Darkness surrounded Connor. The quiet of the ocean moved around him. He bet the lights had cameras on them. He bet he was being watched right now.
Don’t.
Connor felt Adonis’s presence before he saw him. He wanted to cry out. To scream. To tell him to stay back. But Adonis came out of the dark of the ocean, swimming right up to Connor to take his face in both hands.
Connor shook his head at him, desperate. But Adonis looked at him with eyes widened in worry, in distress. He touched his cheek to Connor’s, and Connor felt the vibration of his hum through his skin.
The world went wild.
Bubbles exploded around them. Connor caught a glimpse of the netting springing high in the water before it snapped closed on them faster than Adonis could escape. Not that he tried. Adonis threw protective arms around Connor as the netting tightened inwards. His body took the brunt of the impact, but Connor still got crushed. His leg pinned to Adonis’s tail, and his body slammed in as the net collided with the equipment at his back. The sharp netting pressed inward, crushing his hip, his ribs, his ankle. Blinding pain took him, disorientating him.
He only knew they were ascending from the way his ears popped.
He thought they broke through the ocean’s surface, but he couldn’t say for sure. Not until he fell onto the hard ground, and the impact wasn’t dulled by anything. The netting was gone, and he lay on his side, shaking.
Connor didn’t know long he lay there. Distantly, he was aware of the tape being pulled from his mouth. His goggles being taken off. His arms loosening, not that he could move them.
“It’s okay. You’re okay,” someone said to him, over and over and over. Eventually, Connor realised that Austin was the one whispering the desperate mantra. Awareness returned to him slowly. And he almost wished it wouldn’t as pain came with it. Connor could barely breathe.
Austin was bent over him, combing the hair at his temple back as he whispered to him. Excited voices spoke over him. A dull noise thudded over and over. Connor opened his eyes, coming face to face with a scene from his worst nightmare.
Adonis was in the cage.
Chapter Thirty-Three
Connor was lying near a corner of the tank, and Adonis was as close to him as he could get. His gills flared wide in agitation, and as Connor watched, he twisted in the water, slamming his tail against the glass in a powerful attack.
Connor swore he felt the impact through the floor and watched the cage flex outwards. But it didn’t crack; it didn’t break. And it gave no indication that it was close to it either. Ben and Arthur stood to the side, watching Adonis. A man dressed in pale orange boat shoes, tan trousers and a crisp white shirt paced in front of the tank. It was him talking animatedly.

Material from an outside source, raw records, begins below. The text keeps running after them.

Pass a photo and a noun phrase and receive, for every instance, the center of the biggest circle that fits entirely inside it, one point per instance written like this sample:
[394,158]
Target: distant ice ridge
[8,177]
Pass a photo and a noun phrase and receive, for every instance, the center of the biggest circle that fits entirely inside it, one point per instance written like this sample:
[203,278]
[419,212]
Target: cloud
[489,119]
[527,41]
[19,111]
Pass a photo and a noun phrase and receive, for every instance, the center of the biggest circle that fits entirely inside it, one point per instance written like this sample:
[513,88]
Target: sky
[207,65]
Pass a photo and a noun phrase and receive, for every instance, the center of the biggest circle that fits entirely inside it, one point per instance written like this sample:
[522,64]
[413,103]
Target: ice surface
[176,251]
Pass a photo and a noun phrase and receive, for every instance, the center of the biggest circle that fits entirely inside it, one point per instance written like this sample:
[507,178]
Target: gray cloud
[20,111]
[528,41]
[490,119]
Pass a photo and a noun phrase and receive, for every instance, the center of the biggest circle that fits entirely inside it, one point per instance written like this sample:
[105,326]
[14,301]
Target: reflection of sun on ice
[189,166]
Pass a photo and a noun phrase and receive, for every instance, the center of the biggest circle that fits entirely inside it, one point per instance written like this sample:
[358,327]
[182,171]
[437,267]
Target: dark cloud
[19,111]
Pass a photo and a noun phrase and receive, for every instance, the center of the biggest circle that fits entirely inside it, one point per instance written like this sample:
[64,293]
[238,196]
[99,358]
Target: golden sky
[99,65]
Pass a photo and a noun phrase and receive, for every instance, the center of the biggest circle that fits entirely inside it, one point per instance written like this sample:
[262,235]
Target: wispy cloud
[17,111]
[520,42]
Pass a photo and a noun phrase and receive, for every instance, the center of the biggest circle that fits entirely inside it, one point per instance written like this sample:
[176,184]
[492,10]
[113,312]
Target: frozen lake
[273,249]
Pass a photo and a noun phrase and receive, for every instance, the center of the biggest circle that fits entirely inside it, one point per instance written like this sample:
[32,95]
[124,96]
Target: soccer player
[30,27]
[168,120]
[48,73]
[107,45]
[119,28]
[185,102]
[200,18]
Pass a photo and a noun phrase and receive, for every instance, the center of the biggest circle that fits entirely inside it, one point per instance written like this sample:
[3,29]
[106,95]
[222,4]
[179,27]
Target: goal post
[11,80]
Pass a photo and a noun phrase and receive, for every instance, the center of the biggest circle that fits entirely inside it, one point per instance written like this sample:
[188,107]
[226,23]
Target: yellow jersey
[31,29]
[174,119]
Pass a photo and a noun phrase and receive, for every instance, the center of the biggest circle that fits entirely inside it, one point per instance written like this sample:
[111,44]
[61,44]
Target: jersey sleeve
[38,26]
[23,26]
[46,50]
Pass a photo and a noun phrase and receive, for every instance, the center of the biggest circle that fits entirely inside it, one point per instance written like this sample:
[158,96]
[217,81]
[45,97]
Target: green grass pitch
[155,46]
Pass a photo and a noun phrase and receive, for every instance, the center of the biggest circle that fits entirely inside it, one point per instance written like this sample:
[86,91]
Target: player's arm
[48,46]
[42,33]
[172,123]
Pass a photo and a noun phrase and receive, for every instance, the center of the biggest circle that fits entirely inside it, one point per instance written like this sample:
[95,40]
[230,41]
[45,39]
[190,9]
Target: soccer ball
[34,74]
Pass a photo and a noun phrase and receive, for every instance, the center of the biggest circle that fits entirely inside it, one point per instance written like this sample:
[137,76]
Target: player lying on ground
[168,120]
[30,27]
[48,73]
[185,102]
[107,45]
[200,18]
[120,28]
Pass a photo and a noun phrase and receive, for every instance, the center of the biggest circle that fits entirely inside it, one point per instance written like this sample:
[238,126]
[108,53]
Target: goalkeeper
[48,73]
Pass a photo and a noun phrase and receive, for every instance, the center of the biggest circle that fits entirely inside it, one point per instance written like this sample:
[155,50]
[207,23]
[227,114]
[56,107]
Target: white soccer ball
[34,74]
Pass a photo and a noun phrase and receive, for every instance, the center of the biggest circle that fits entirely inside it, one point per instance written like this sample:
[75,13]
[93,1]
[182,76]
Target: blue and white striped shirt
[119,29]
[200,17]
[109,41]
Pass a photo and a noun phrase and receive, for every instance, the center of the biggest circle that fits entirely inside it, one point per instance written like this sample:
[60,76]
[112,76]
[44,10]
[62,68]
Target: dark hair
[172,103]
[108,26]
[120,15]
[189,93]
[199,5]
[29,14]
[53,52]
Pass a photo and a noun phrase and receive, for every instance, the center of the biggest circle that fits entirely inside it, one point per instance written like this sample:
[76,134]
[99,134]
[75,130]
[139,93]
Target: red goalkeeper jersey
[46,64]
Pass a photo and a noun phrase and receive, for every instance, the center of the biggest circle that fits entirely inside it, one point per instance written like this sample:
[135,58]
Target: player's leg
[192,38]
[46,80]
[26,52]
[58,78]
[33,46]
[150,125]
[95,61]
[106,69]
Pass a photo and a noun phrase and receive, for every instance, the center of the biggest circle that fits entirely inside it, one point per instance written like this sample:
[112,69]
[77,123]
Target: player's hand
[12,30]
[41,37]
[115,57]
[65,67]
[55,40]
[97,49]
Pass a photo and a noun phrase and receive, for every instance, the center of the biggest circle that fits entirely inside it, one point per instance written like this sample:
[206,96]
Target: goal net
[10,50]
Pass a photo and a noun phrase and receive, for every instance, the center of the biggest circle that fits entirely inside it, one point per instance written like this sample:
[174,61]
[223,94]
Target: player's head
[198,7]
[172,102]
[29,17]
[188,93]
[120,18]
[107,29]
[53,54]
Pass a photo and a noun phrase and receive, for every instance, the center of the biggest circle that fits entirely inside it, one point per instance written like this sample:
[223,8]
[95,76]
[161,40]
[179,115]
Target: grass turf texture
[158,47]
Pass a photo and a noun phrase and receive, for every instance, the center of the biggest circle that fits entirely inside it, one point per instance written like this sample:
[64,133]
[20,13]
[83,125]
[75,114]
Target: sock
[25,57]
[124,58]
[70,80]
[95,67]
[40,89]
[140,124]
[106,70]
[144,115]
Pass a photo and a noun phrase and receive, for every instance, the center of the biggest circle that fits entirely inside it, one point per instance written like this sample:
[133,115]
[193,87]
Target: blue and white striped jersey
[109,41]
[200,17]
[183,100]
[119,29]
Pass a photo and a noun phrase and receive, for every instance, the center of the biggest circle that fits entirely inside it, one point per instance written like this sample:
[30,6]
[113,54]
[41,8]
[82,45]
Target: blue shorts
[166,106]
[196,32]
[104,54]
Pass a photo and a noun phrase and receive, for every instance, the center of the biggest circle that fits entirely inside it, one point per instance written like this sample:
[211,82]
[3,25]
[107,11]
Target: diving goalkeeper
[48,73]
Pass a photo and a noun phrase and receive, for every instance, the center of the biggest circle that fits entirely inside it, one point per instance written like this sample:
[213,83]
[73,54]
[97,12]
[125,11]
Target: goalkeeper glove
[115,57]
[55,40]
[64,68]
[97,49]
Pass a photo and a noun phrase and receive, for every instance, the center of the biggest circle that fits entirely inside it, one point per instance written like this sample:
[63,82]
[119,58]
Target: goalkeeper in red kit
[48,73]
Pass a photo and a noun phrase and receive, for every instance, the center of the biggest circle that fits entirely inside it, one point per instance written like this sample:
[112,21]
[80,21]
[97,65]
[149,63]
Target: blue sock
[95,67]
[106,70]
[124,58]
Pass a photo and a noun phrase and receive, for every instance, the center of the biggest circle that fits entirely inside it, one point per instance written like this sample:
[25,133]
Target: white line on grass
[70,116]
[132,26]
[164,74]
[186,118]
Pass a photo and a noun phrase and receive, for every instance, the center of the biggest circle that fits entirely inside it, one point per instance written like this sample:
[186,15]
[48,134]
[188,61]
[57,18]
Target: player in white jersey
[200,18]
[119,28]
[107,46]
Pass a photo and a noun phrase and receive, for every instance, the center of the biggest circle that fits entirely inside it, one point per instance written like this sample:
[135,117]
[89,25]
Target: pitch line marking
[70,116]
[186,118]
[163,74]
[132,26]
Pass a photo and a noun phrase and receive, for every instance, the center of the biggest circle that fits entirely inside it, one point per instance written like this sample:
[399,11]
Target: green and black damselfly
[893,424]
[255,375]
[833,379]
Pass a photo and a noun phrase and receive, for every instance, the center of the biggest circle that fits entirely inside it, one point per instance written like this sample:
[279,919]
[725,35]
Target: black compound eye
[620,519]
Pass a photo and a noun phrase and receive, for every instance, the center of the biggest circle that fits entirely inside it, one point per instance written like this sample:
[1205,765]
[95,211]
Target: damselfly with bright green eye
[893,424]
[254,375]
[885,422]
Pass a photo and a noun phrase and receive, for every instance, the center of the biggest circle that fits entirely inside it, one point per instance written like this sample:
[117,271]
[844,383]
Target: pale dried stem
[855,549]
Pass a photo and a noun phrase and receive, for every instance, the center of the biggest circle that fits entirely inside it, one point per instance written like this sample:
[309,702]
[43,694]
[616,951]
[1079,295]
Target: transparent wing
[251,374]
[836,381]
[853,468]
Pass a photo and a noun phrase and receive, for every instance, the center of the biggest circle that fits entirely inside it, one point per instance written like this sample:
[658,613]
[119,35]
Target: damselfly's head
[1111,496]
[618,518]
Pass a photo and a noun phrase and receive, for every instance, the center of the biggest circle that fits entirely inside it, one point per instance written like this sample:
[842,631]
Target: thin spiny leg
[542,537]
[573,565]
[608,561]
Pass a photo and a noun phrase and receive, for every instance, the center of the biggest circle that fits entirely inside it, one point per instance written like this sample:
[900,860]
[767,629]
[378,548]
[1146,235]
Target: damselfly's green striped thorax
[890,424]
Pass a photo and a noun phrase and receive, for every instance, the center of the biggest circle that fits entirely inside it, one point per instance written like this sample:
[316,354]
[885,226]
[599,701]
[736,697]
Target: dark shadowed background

Connor didn’t need to even guess.
Cessair.
“Connor?” Austin noticed him awake.
Connor stared at Adonis, his thoughts sluggish. Adonis floated to the corner, his gills flaring out, his lips parting the way they did when he made softer sounds. His gaze fixed on Connor; worry and agitation filled his widened eyes.
Connor was certain that terror filled his, not that his body could do anything but lie there, slack. He couldn’t move. A fog drifted across his mind, blanketing his thoughts in a sluggish haze.
Cessair stepped between Adonis and Connor, breaking their eye contact. “We’re here, too, you know,” Cessair said, snapping his fingers in Adonis’s face. Adonis’s expression transformed into anger. He snarled, and his tail once again smashed into the glass with an almighty wallop. That had to hurt.
Cessair set his hands on his hips, everything about his posture radiating annoyance.
“He’s moody,” his voice was nothing but irritated. “I thought you said he was intelligent? He’s acting like nothing but an animal. The last one we had would communicate with us. Why isn’t he?”
Connor would argue that Adonis was communicating with them. Communicating just how unhappy he was about being locked up. Connor’s fingers twitched. Warmth and pain filled his joints as he moved his hands, curling and uncurling his fingers.
“He’s agitated,” Arthur answered. “We need to give him time to calm down.”
Adonis pounded the glass next to the man, making him jump. “And why is he—” Cessair whirled around, beady eyes fixing on Connor. “He’s looking at him, is he?” he strode over to them, his pale shoes stopping a few inches from Connor’s nose as he bent down next to them. “Hm.”
Now that he was this close, Connor couldn’t turn his head to see his face. Even trying to twitch his eyes in that upward direction made his head spin with pain. Even if he hadn’t guessed by now, the way Austin tensed up would have told him who this man was. His dad’s boss. Austin’s stepdad. The man who set Connor up.
Richard Cessair.
“He looks dead,” Cessair said. “Should we throw him into the cage with it? That might calm it down.”
“No!” Austin objected.
Cessair’s attention moved to Austin. Austin’s hands clutched at Connor’s clothes, trembling in either fear or anger, Connor didn’t know.